Retrospektive

Akira Kurosawas Filme passieren Revue

Akira Kurosawa am Set zu Uzala, der Kirgise
© MGM
Akira Kurosawa am Set zu Uzala, der Kirgise

‘Tenno’ (Kaiser) wird er ehrfürchtig genannt oder ‘Sensai’ (Meister). Der japanische Regisseur Akira Kurosawa prägte die Filmgeschichte wie kaum ein Zweiter. Mit einer kompletten Retrospektive wird ihm nun die Ehre erwiesen, die ihm gebührt.
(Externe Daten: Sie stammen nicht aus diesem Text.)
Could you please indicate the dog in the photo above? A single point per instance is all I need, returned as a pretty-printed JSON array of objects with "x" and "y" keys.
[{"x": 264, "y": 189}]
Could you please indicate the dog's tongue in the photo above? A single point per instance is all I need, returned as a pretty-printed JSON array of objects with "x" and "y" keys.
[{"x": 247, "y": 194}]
Vom September 2011 bis Januar 2012 laufen fast alle seiner Werke in Kinos der größten deutschen Städte, darunter Berlin, Köln, Frankfurt und Hamburg.

Schon bevor Akira Kurosawa mit dem Erhalt des Goldenen Löwen auf dem Filmfestival in Venedig 1951 für Rashomon – Das Lustwäldchen schlagartig bekannt wurde, hatte er ein beachtliches Oeuvre zusammengetragen. Seine Klassiker wie Die sieben Samurai von 1953 oder Ran aus dem Jahre 1985 gehören genau so in jeden relevanten Filmkanon wie auch seine Gegenwartsfilme – beispielsweise Ikiru – Einmal wirklich leben oder Das Schloss im Spinnwebwald – sehr sehenswert sind.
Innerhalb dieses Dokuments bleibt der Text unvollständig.